A New York Times story says ousted CBS CEO Les Moonves tried to trade TV parts for silence.

Les Moonves at an event at Lincoln Center in February 2017.
Les Moonves at Lincoln Center’s American Songbook Gala in February 2017.
Neilson Barnard/Getty Images

On Wednesday, the New York Times published a new exposé about ousted CBS chair and CEO Les Moonves, who stepped down from his post in September after multiple women accused him of sexual misconduct. (Moonves maintains that any sexual relationships he had were consensual.) The new Times report adds detail to an accusation that was already on the record — while also serving as an illustration of exactly how powerful predatory men are able to use their power to cover their tracks.

The report, by James B. Stewart, Rachel Abrams, and Ellen Gabler, dives deeply into Moonves’s relationship with Hollywood talent manager Marv Dauer.

Dauer has few major clients and little industry cachet, but nevertheless, Moonves — who was arguably the most powerful man in television as the CEO of America’s most-watched network — attended Dauer’s 75th birthday party earlier this year. And according to multiple sources who spoke to the New York Times — including Dauer himself — and text messages between Dauer and Moonves obtained by the Times, Moonves went out of his way to consider Dauer’s clients for major roles at CBS. (Moonves denies trying to get work for one of Dauer’s clients, and allows that seeking work for another was “inappropriate.”)

Why the disproportionate interest in the client list of a fading manager? The Times makes a compelling case that it’s because there was someone on Dauer’s client list who Moonves believed could put his career in jeopardy: actress Bobbie Phillips.

Phillips tells the New York Times that during a business meeting in 1995, Moonves forced oral sex on her. (The encounter was previously reported by the Times as an incident of harassment rather than assault, following Moonves’s statement to a CBS lawyer that he had “exposed himself” to an unnamed actress, presumably Phillips.) Phillips was so traumatized by the incident that she left acting for decades, and only cautiously reentered the business in 2017, just as the #MeToo movement began to rock Hollywood. According to the Times, Phillips told Dauer that she believed in forgiveness and had no desire to bring down Moonves, but Dauer told the paper that Moonves was shaken by the timing, repeatedly saying, “If Bobbie talks, I’m finished.”
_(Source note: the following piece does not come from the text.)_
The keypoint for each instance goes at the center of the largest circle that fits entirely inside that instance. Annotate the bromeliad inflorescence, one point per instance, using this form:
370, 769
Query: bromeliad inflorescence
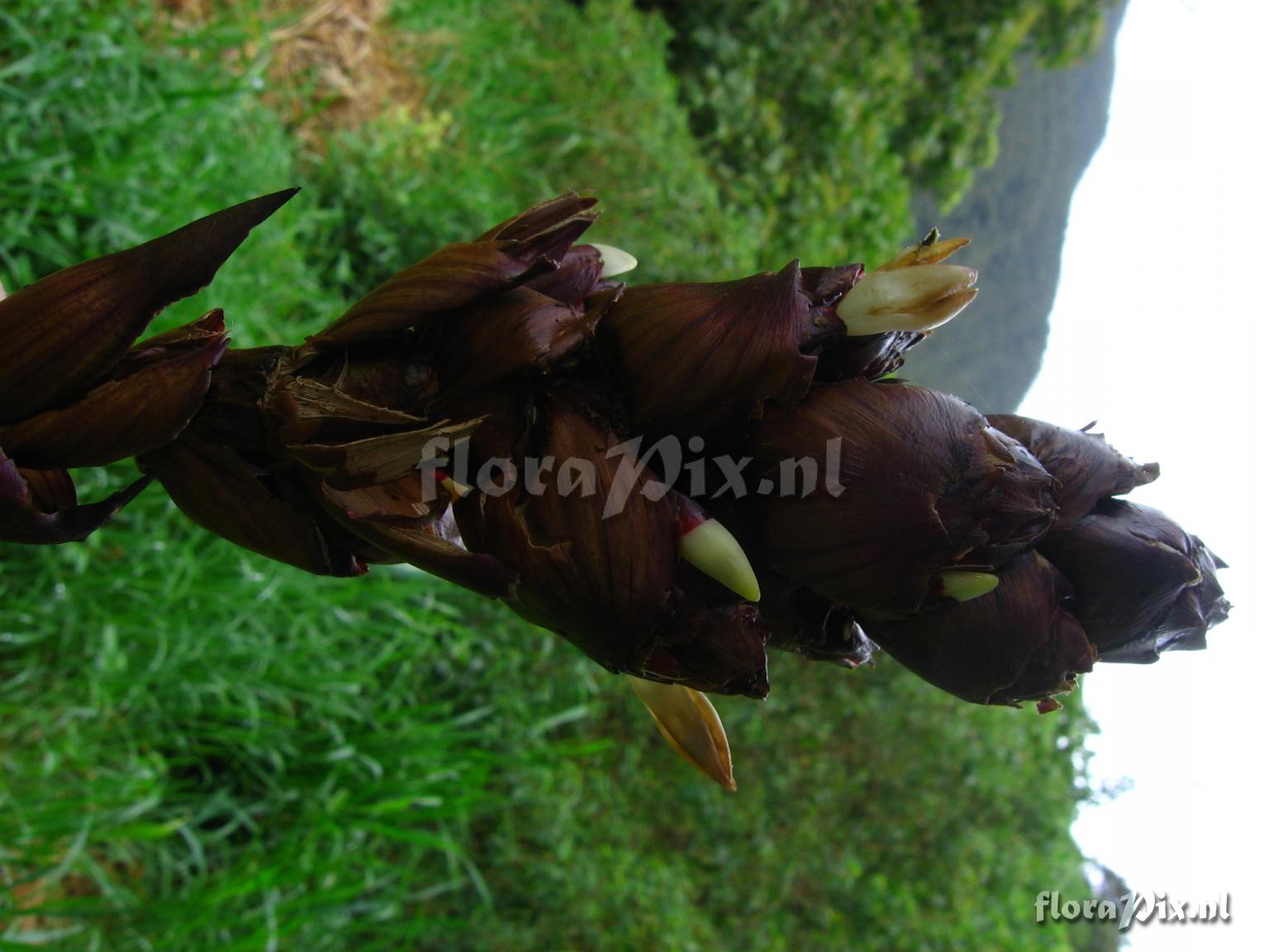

Dauer maintains that he never attempted to blackmail Moonves (“I wouldn’t even know how to blackmail someone,” he said), but text messages between the two show Dauer repeatedly reminding Moonves that Dauer was in a position to ruin him, with the pressure increasing as reporters began to chase the long-whispered rumors about Moonves: “NY Times just called again,” he texted. “Obviously I did not answer the phone.”

“Let’s set your guys up” with casting directors, Moonves wrote to Dauer. “You need to make some money.”

What’s most striking about the Times report is that while Dauer and Moonves aggressively worked for each other’s mutual gain, Phillips — the ostensible victim here — seems to have had no idea what was happening. After months of Dauer’s prodding, CBS offered Phillips a bit role that she wasn’t interested in, she told the Times, “yet top CBS brass suddenly are eager for me to accept it. … It all seemed so baffling to me.”

Phillips says she decided to come forward with her story only after reading other women’s accounts that Moonves harassed them. “I realized I had been manipulated beyond words and that his outreach to me was phony, an attempt to silence me,” she said.

The story is a striking reminder that the problems that led to the #MeToo movement aren’t about individual bad actors: They are systemic. The system is set up to allow men to take on positions of enormous power, and then to use that system to profit from the bodies of women around them — either as gatekeepers like Moonves, who can use their power to prey on women’s bodies, or as managers like Dauer, who can use their knowledge of that predation to leverage more power for themselves. And while those men reap the benefits of the system, its burdens — the trauma of sexual harassment and assault, the humiliation of making their details public — remain squarely on the shoulders of women.